MolSSI / QCSchema

A Schema for Quantum Chemistry
http://molssi-qc-schema.readthedocs.io/en/latest/index.html#
BSD 3-Clause "New" or "Revised" License
96 stars 36 forks source link

Basis issue orderings #45

Open vivacebelles opened 6 years ago

vivacebelles commented 6 years ago

Overall, we'd like to address the ordering of the molecular orbitals, particularly in how the Cartesian order is formatted. The Molden format can be found here. However, there seems to a disconnect in the codes in emulating the same ordering. There is not a way to extend the handwritten code in a suitable manner. So, in order to start off the discussion, an outline of the current status is summarized here. If there is anything that's been misinterpreted or missing, please feel free to add!

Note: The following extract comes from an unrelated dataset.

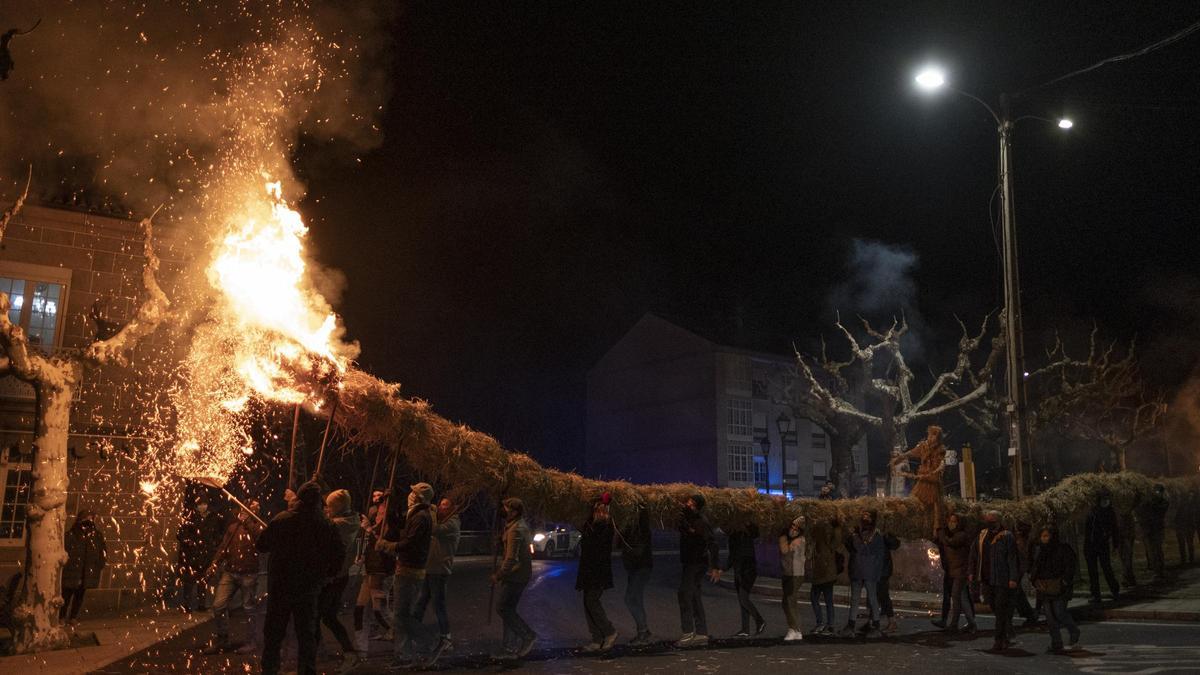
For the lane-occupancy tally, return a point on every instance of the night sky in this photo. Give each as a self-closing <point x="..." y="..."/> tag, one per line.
<point x="552" y="171"/>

While Molden and GAMESS seem to follow the convention, Andy Simmonett has pointed out some inconsistencies through the FHCK file for Psi4. Ed Valeev's libint code also contains code to support basis function ordering, with some minor inconsistencies with the Molden format.

Cartesian coordinates

Molden format (expected) Andy's work [FHCK/Psi4] Ed's work [GAMESS/libint]
S: 0 S: 0 S: 0
P: X, Y, Z P: Z, X, Y P: X, Y, Z
D: XX, YY, ZZ, XY, XZ, YZ D: XX, XY, XZ, YY, YZ, ZZ D: XX, YY, ZZ, XY, YZ, XZ
F: XXX, YYY, ZZZ, XXY, XXZ, XZZ, XYY, YZZ, YZZ, XYZ F: XXX, XXY, XXZ, XYY, XYZ, XZZ, YYY, YYZ, YZZ, ZZZ F: XXX, YYY, ZZZ, XXY, XXZ, XYY, YYZ, XZZ, YZZ, XYZ
G: XXXX, YYYY, ZZZZ, XXYY, XXXZ, XYYY, YYYZ, XZZZ, YZZZ, XXYY, XXZZ, YYZZ, XXYZ, XYYZ, XYZZ G: XXXX, XXXY, XXXZ, XXYY, XXYZ, XXZZ, XYYY, XYYZ, XYZZ, XZZZ, YYYY, YYYZ, YYZZ, YZZZ, ZZZZ G: XXXX, YYYY, ZZZZ, XXXY, XXXZ, XYYY, YYYZ, XZZZ, YZZZ, XXYY, XXZZ, YYZZ, XXYZ, XYYZ, XYZZ

A more organized layout can be seen in this screenshot: screen shot 2018-04-23 at 1 47 30 pm

Iterator example

Once we've come to terms on what the ordering is, the next effort would be developing a small code that would iterate out the desired format across all systems. Daniel Smith (@dgasmith ) wrote this:

def row_cartesian_order(L):
    idx = -1
    for i in range(L + 1):
        l = L - i
        for j in range(i + 1):
            m = i - j
            n = j
            idx += 1
            yield (idx, L, m, n)

and the iterator will print out the Cartesian orders as:

This is the order for s orbitals:
(0, 0, 0, 0)
This is the order for p orbitals:
(0, 1, 0, 0)
(1, 1, 1, 0)
(2, 1, 0, 1)
This is the order for d orbitals:
(0, 2, 0, 0)
(1, 2, 1, 0)
(2, 2, 0, 1)
(3, 2, 2, 0)
(4, 2, 1, 1)
(5, 2, 0, 2)
This is the order for f orbitals:
(0, 3, 0, 0)
(1, 3, 1, 0)
(2, 3, 0, 1)
(3, 3, 2, 0)
(4, 3, 1, 1)
(5, 3, 0, 2)
(6, 3, 3, 0)
(7, 3, 2, 1)
(8, 3, 1, 2)
(9, 3, 0, 3)
This is the order for g orbitals:
(0, 4, 0, 0)
(1, 4, 1, 0)
(2, 4, 0, 1)
(3, 4, 2, 0)
(4, 4, 1, 1)
(5, 4, 0, 2)
(6, 4, 3, 0)
(7, 4, 2, 1)
(8, 4, 1, 2)
(9, 4, 0, 3)
(10, 4, 4, 0)
(11, 4, 3, 1)
(12, 4, 2, 2)
(13, 4, 1, 3)
(14, 4, 0, 4)

Spherical coordinates

In addition to the Cartesian orbital formats, we should pin down what the standard format for the spherical coordinates should be. Currently, the Molden format has this structure for orbitals:

Molden format (expected) * NWChem
S: 0 S: 0
P: 0, +1, -1 P: -1, 0, +1
D: 0, +1, -1, +2, -2 D: -2, -1, 0, +1, +2
F: 0, +1, -1, +2, -2, +3, -3 F: -3, -2, -1, 0, +1, +2, +3
G: 0, +1, -1, +2, -2, +3, -3, +4, -4 G: -4, -3, -2, -1, 0, +1, +2, +3, +4

*Psi4 and libint share Molden's format for spherical coordinates

Edits: 04/27/2018- added in spherical coordinates for computational programs stated by @wadejong and @dgasmith which includes adding NWChem to the mix. 04/23/2018- minor edits to make the table reader-friendly; linked Daniel in at iterator section.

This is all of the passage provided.